Llegó a Edesa (actual Turquía) y vivió 17 años como mendigo en la puerta de la iglesia de la Santísima Teotocos (Madre de Dios). Comía solo pan y agua una vez al día y su cuerpo se fue marchitando, pero su espíritu se fortalecía en oración constante, penitencia y humildad heroica. Fue tan profunda su unión con Dios que el sacristán de la iglesia tuvo visiones en las que el ícono de la Virgen revelaba: “En mi iglesia vive el hombre de Dios”.
Cuando comenzó a ser venerado en Edesa, Alejo huyó nuevamente para no caer en la vanagloria espiritual. Se embarcó rumbo a Sicilia, pero una tormenta —providencial— desvió el barco de regreso a Roma. Allí, pidió asilo como mendigo en la casa de sus padres. Su padre, sin reconocerlo, le mandó construir un pequeño refugio bajo la escalera de entrada. Allí vivió otros 17 años en oración silenciosa, rodeado por las lágrimas constantes de su madre y su esposa, que seguían llorando su desaparición.
Vivía rodeado de desprecio. Los criados se burlaban de él; escuchaba cada día el llanto de su madre y de su esposa sin poder consolarles ni revelarse. Pero el amor a Dios lo sostuvo en esa cruz voluntaria, y ofreció sus dolores en sacrificio silencioso, como Cristo oculto entre los hombres. Su paciencia fue un acto de martirio interior diario.
En la catedral de Roma, durante la Divina Liturgia, una voz celestial resonó tres veces llamando al pueblo a buscar al “hombre de Dios” que estaba a punto de morir. Fue entonces que el rey, junto con nobles y clero, acudió a la casa de Eufemiano, donde encontraron al mendigo muerto, pero su rostro brillaba con un resplandor celestial. Sostenía en sus manos una carta que revelaba su identidad y narraba su historia de sacrificio, amor y fe.
La ciudad entera quedó conmovida.
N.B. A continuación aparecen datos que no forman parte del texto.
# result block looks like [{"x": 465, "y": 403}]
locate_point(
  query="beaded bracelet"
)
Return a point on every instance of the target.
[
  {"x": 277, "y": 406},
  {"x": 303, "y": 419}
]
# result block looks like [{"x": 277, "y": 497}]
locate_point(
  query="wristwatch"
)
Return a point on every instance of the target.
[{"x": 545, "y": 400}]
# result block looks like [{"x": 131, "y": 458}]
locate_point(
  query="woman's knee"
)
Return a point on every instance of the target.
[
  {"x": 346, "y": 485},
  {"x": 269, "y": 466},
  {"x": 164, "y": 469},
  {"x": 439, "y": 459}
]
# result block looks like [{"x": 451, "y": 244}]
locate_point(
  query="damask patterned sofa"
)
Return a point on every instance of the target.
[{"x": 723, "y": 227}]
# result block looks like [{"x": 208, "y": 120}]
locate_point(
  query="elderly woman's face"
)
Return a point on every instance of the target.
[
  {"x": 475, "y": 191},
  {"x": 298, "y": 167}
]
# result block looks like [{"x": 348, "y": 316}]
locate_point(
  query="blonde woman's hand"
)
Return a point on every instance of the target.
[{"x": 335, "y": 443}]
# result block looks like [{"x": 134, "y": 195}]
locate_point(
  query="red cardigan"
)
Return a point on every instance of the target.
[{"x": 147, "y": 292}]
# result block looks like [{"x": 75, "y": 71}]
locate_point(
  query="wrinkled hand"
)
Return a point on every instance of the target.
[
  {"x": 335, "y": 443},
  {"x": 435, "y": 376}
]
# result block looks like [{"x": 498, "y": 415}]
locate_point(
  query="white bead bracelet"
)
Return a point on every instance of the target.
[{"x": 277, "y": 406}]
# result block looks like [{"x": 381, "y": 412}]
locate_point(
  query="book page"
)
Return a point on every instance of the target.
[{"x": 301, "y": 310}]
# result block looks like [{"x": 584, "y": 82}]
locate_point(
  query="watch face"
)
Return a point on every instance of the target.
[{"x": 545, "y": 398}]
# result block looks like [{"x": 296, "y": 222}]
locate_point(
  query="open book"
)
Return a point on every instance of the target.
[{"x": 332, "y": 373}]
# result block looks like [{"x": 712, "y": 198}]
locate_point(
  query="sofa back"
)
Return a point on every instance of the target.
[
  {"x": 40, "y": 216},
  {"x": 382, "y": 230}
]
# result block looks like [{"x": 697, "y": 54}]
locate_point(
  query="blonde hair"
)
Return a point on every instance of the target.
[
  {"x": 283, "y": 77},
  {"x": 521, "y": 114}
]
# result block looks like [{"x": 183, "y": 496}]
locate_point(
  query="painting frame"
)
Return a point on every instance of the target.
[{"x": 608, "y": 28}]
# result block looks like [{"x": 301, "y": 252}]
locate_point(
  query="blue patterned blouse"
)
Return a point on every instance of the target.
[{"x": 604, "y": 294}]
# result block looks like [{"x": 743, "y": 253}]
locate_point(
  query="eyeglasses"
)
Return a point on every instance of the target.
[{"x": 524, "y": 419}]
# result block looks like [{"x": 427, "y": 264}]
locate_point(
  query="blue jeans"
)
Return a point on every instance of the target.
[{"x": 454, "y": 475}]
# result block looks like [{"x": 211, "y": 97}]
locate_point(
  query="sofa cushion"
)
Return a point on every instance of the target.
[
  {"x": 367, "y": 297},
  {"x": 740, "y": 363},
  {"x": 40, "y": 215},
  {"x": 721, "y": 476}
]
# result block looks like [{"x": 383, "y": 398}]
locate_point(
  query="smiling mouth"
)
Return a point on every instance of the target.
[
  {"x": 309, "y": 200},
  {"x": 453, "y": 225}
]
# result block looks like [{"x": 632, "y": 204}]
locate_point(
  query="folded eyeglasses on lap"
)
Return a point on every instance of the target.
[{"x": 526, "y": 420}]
Su madre, su esposa y su padre lo abrazaron llorando. El cuerpo fue llevado al centro de la ciudad. Muchos fueron curados al tocarlo y una fragancia de mirra brotó de su cuerpo al ser colocado en un ataúd de mármol. Su culto se expandió rápidamente. Aunque fue retirado del calendario litúrgico general en 1969, San Alejo sigue siendo un modelo de humildad escondida, santidad en el anonimato y amor absoluto a Dios.
San Alejo no fue canonizado formalmente por un Papa mediante el proceso moderno de canonización, ya que vivió en el siglo IV–V d.C., cuando aún no existía el procedimiento canónico actual.
En esa época, los santos eran reconocidos por aclamación popular y por el testimonio de la Iglesia local, especialmente si su vida y muerte daban señales claras de santidad, milagros o martirio. El culto a San Alejo se expandió rápidamente en Oriente y luego en Occidente, siendo especialmente promovido en Roma y en Siria. Su historia fue difundida ampliamente por textos hagiográficos como la Vita Sancti Alexii y el poema medieval francés La Vie de Saint Alexis (siglo XI).
Lecciones
1. De príncipe a mendigo: el corazón que eligió a Dios:
San Alejo lo tenía todo: nobleza, riqueza, una boda soñada. Pero eligió perderlo todo por un amor mayor. Esta es la historia de un joven romano que escuchó el llamado de Dios y escapó en silencio hacia una vida escondida en la oración y el sacrificio
2. El mendigo en tu puerta podría ser un santo:
Durante 17 años, San Alejo vivió bajo la escalera de su propia casa sin ser reconocido por su familia. Recibió desprecios, escuchó lágrimas de su madre y esposa por él, pero ofreció su vida como oración viva y escondida.
3. Santidad sin aplausos:
San Alejo huyó dos veces de la fama espiritual. No quiso honores, ni aplausos, ni veneración. Solo quiso ser de Dios, en lo secreto. Su vida desafía a sacerdotes y laicos a revisar dónde está nuestra verdadera intención: ¿servimos para ser vistos o para que Dios sea glorificado?
“San Alejo nos enseña que el alma que se esconde para Dios resplandece con la luz que no viene del mundo: tú también puedes ser un santo oculto, silencioso… pero glorioso ante el cielo.”